Sabotagem no Paraíso - Quinta parte - Na Terra de Nod

Este texto é uma obra de ficção. Embora possa incluir referências a eventos históricos e figuras reais, a história, os diálogos e as interpretações são fruto da imaginação do autor. Qualquer semelhança com pessoas, vivas ou mortas, é mera coincidência.

 

Devastada com a eventualidade de perder o seu filho, Lilian acarinhava-o e abraçava-o com força, como se temesse que este se escapulisse entre os seus braços.

Samael estava quase em permanência com ela, preocupado, sem saber o que fazer, que não fosse um desafio direto à autoridade do Criador. Também os seus dois companheiros, Samyaza e Armaros[1] visitavam-nos frequentemente, o primeiro era experiente no seu envolvimento com humanas, mas nunca se preocupara em saber que fora feito delas, o segundo, por seu turno, era hábil nas palavras mágicas e nas defesas contra os feitiços. Os três teceram uma proteção mágica sobre a mulher e a criança e, para que melhor se defendessem, Samyaza imbuiu-os de alguma da sua essência angelical tornando-os algo mais que humanos.

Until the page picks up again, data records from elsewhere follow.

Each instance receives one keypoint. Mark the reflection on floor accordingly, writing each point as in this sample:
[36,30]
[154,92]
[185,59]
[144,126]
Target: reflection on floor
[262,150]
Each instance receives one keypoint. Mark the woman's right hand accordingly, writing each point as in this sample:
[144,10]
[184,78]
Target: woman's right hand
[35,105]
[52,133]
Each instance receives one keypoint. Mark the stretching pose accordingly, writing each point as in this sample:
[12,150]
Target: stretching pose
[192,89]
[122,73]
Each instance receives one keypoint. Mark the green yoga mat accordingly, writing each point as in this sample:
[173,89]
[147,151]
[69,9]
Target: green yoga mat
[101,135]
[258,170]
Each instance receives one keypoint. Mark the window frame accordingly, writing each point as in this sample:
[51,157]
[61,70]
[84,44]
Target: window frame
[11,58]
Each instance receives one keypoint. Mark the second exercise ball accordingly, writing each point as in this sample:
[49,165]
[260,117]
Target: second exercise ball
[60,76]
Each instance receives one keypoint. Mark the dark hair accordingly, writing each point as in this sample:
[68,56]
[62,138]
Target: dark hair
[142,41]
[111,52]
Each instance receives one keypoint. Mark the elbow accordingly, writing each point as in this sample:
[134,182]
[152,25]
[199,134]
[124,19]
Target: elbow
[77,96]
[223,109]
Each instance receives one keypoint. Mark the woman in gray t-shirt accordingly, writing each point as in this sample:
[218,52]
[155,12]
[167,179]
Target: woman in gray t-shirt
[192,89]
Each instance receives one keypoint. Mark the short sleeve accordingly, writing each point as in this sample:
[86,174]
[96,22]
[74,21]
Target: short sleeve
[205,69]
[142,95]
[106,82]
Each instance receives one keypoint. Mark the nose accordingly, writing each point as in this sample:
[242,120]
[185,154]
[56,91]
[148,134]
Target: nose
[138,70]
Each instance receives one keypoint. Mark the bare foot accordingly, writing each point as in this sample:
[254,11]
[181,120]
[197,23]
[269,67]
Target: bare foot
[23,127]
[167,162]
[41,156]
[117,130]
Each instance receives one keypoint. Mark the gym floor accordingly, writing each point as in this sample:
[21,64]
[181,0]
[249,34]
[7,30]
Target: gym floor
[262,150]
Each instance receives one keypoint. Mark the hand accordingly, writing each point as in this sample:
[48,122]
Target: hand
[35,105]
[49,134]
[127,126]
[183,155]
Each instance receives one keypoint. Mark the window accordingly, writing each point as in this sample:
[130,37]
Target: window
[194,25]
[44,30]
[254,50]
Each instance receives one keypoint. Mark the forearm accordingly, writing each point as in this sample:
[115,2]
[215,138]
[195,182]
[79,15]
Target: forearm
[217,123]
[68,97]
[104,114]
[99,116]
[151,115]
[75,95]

Aquela era a altura, segundo eles, para dar o nome à criança. Quando Samael se preparava para ditar a palavra com que selaria o filho até ao fim dos seus dias, Lilian sussurrou “Asmodai”. Os três anjos olharam-na com espanto.

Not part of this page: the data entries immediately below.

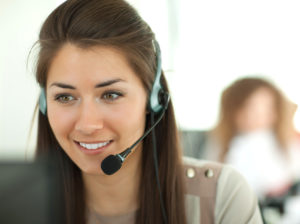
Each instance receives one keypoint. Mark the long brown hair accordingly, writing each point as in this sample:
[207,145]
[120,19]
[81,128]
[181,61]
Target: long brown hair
[89,23]
[234,97]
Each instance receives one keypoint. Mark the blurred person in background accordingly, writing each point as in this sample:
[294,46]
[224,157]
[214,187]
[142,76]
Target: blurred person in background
[255,134]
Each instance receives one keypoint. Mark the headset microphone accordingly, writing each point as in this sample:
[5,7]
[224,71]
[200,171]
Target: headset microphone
[113,163]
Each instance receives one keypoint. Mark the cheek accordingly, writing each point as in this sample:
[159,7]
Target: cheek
[61,122]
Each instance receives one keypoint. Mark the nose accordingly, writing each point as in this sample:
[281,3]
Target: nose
[90,119]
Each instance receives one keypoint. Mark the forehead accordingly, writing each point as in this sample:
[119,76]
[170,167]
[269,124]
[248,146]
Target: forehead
[101,62]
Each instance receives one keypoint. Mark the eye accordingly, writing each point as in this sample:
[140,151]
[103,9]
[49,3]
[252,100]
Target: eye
[64,98]
[111,96]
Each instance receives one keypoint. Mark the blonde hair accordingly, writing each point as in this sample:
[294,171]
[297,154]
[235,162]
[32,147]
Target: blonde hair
[234,97]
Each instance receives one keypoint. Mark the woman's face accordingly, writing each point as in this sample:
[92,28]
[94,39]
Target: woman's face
[96,104]
[258,112]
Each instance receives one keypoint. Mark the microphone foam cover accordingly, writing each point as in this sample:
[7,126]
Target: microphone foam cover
[111,164]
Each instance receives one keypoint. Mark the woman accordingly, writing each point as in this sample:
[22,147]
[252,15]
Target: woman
[255,134]
[97,65]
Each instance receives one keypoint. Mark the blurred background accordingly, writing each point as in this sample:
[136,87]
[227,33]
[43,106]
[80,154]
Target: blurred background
[206,46]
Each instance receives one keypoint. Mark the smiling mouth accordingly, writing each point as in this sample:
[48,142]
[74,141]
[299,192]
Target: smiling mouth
[93,146]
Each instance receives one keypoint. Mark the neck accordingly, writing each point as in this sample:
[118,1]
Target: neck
[118,193]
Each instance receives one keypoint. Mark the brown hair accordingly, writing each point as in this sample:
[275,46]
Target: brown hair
[234,97]
[114,23]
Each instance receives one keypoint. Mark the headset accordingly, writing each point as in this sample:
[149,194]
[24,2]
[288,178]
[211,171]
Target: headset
[157,97]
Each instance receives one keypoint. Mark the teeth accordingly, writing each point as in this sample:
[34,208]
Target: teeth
[93,146]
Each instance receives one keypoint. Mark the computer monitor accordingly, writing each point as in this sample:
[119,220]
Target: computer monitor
[30,193]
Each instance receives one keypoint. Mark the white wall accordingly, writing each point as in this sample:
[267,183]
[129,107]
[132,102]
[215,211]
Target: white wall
[19,21]
[210,44]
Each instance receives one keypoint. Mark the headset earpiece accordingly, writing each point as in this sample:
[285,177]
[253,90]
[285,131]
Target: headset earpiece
[42,101]
[157,95]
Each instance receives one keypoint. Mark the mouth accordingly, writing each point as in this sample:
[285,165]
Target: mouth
[93,147]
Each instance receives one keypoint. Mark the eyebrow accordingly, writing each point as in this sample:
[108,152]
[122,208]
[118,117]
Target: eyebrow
[99,85]
[109,82]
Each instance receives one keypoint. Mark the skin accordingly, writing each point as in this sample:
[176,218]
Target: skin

A mulher, com o seu olhar ausente, repetiu, agora com voz mais decidida; — Asmodai[2], que quer dizer Espírito da Fúria, pois esta criança, filha do amor, será sempre revoltada e furiosa contra Aquele que a amaldiçoou.

— Pois que seja Asmodai. — Sentenciou Armaros, erguendo a mão direita num gesto de abençoar e crescendo enormemente para assumir a sua forma de anjo. Converteu-se numa criatura de mais de três metros de altura, a pele reluzente como ouro e com enormes asas da mesma cor. — Feitiços e dentes de bruxa não fenderão a carapaça que aqui te ponho, veneno de cobra não vingará no teu sangue, nem peçonha na tua pele, a pedra resvalará, a espada não penetrará e o pau partir-se-á.

— Serás grande entre os Homens. — Samyaza seguiu os passos do companheiro e tornou-se num gigantesco fenómeno de pele como cobre em brasa e os seus olhos soltavam chispas. — Eles seguir-te-ão até à morte e as tuas palavras serão para eles como a água no deserto.

Não ficando atrás dos seus amigos, Samael tornou-se num gigante, cor de prata, emitindo uma luz resplandecente que iluminou toda a gruta, encandeando-os a todos: — Asmodai, comandarás os Homens em batalha e vencerás mil guerras, serás chefe de milhares e não conhecerás a derrota.

Agradecida e atemorizada pelo impressionante aspeto dos seus protetores, Lilian ajoelhou frente a eles, sem largar a criança que chorava e esperneava.

— Tu, Lilian, — Armaros estendeu a descomunal mão sobre a mulher. — Enganarás a morte muitas vezes e os teus dias não terão fim, serás amada por milhares e odiada na Terra por outros tantos. O encanto que o Criador te deu, eu dobro e ponho mais, nenhum homem te conseguirá resistir. Mesmo nunca sendo rainha, os reis ajoelharão a teus pés e farão o que mandares.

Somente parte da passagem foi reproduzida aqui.